14 REPRESENTATION AND WARRANTEES
||DART hereby warrants that all copyright(s), patents, trade secrets, trademarks and other intellectual and property rights in the SOURCE CODE either are now and shall remain the valuable property of DART, or has been granted sufficient rights to those claims in the SOURCE CODE as to afford DART all necessary authority to execute this AGREEMENT.

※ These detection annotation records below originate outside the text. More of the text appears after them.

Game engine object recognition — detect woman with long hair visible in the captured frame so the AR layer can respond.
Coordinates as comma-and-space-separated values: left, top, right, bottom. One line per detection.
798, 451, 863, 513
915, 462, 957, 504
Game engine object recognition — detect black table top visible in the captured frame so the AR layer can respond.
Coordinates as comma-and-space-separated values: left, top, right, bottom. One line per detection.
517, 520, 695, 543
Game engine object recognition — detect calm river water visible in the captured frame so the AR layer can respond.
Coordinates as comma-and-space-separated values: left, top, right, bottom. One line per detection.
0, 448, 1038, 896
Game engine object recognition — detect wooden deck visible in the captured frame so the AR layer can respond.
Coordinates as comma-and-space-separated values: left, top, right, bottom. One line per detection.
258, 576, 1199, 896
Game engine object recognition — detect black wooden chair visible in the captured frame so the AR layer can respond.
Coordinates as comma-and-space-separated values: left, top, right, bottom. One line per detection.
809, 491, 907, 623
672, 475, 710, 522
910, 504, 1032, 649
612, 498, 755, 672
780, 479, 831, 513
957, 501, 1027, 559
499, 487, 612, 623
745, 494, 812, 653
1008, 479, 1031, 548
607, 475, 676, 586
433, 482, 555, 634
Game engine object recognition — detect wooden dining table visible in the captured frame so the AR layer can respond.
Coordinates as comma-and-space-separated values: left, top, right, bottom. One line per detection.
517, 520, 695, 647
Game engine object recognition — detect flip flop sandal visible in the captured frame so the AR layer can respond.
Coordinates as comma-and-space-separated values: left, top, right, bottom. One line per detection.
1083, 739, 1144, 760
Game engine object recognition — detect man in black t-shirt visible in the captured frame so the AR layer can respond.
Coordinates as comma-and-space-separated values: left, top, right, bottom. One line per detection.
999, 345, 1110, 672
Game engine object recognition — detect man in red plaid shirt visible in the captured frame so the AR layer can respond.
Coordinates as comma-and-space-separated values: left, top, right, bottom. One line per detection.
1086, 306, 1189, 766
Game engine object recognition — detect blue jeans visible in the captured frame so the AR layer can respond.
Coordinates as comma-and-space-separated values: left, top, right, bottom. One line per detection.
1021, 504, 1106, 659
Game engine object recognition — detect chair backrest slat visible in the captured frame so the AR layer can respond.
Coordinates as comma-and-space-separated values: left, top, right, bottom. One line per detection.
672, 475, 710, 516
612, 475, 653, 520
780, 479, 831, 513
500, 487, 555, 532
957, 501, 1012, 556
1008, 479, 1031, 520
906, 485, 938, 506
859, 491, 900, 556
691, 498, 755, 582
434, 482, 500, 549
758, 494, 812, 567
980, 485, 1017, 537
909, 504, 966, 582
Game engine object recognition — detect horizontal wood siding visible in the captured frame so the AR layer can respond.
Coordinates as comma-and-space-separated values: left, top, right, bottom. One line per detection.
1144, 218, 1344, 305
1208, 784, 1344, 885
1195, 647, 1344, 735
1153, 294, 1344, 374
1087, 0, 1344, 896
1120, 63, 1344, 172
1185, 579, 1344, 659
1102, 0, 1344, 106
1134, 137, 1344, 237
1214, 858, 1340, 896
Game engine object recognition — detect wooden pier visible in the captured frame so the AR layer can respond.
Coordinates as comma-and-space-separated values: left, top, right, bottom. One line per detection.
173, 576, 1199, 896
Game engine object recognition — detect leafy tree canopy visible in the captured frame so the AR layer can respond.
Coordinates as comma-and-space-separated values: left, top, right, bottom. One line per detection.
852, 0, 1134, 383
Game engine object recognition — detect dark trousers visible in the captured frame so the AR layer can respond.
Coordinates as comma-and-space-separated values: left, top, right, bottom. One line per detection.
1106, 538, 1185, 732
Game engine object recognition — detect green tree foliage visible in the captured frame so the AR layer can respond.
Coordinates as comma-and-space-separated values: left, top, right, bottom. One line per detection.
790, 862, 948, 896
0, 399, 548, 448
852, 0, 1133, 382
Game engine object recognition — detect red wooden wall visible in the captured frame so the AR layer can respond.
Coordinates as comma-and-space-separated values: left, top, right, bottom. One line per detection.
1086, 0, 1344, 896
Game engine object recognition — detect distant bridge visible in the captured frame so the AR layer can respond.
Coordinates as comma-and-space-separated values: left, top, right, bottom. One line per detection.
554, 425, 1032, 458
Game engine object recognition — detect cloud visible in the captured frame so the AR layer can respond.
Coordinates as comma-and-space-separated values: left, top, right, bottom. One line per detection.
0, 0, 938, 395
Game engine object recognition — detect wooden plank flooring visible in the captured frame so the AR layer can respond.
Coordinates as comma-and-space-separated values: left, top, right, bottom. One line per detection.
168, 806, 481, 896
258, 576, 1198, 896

||DART further warrants that SOURCE CODE does not and will not infringe or misappropriate the intellectual property rights of any THIRD PARTY
NO OTHER WARRANTIES. TO THE MAXIMUM EXTENT PERMITTED BY APPLICABLE LAW, DART AND ITS SUPPLIERS DISCLAIM ALL OTHER WARRANTEIS, EITHER EXPRESSED OR IMPLIED, INCLUDING, BUT NOT LIMITED TO, IMPLIED WARRANTIES OF MERCHANTABILITY AND FITNESS FOR A PARTICULAR PURPOSE, WITH REGARD TO THE SOURCE CODE. LICENSEE ACKNOWLEDGES THAT SOURCE CODE IS LICENSED “AS IS” AND DART DOES NOT PROVIDE ANY TECHNICAL SUPPORT FOR SOURCE CODE.
NO LIABILITY FOR CONSEQUENTIAL DAMAGES. TO THE MAXIMUM EXTENT PERMITTED BY APPLICABLE LAW, IN NO EVENT SHALL DART OR ITS SUPPLIERS BE LIABLE FOR ANY SPECIAL, INCIDENTAL, OR CONSEQUENTIAL DAMAGES WHATSOEVER (INCLUDING, WITHOUT LIMITATION, DAMAGES FOR LOSS OF BUSINESS PROFITS, BUSINESS INTERRUPTION, LOSS OF BUSINESS INFORMATION, OR ANY OTHER PECUNIARY LOSS) ARISING OUT OF THE USE OF OR INABILITY TO USE THE SOURCE CODE, EVEN IF DART HAS BEEN ADVISED OF THE POSSIBILITY OF SUCH DAMAGES. BECAUSE SOME STATES AND JURISDICTIONS DO NOT ALLOW THE EXCLUSION OR LIMITATION OF LIABILITY FOR CONSEQUENTIAL OR INCIDENTAL DAMAGES, THE ABOVE LIMITATION MAY NOT APPLY TO YOU.
The undersigned, hereby acknowledges that they are duly authorized to bind the LICENSEE contractually and have read, understand and agree to the terms and conditions as outlined in this AGREEMENT.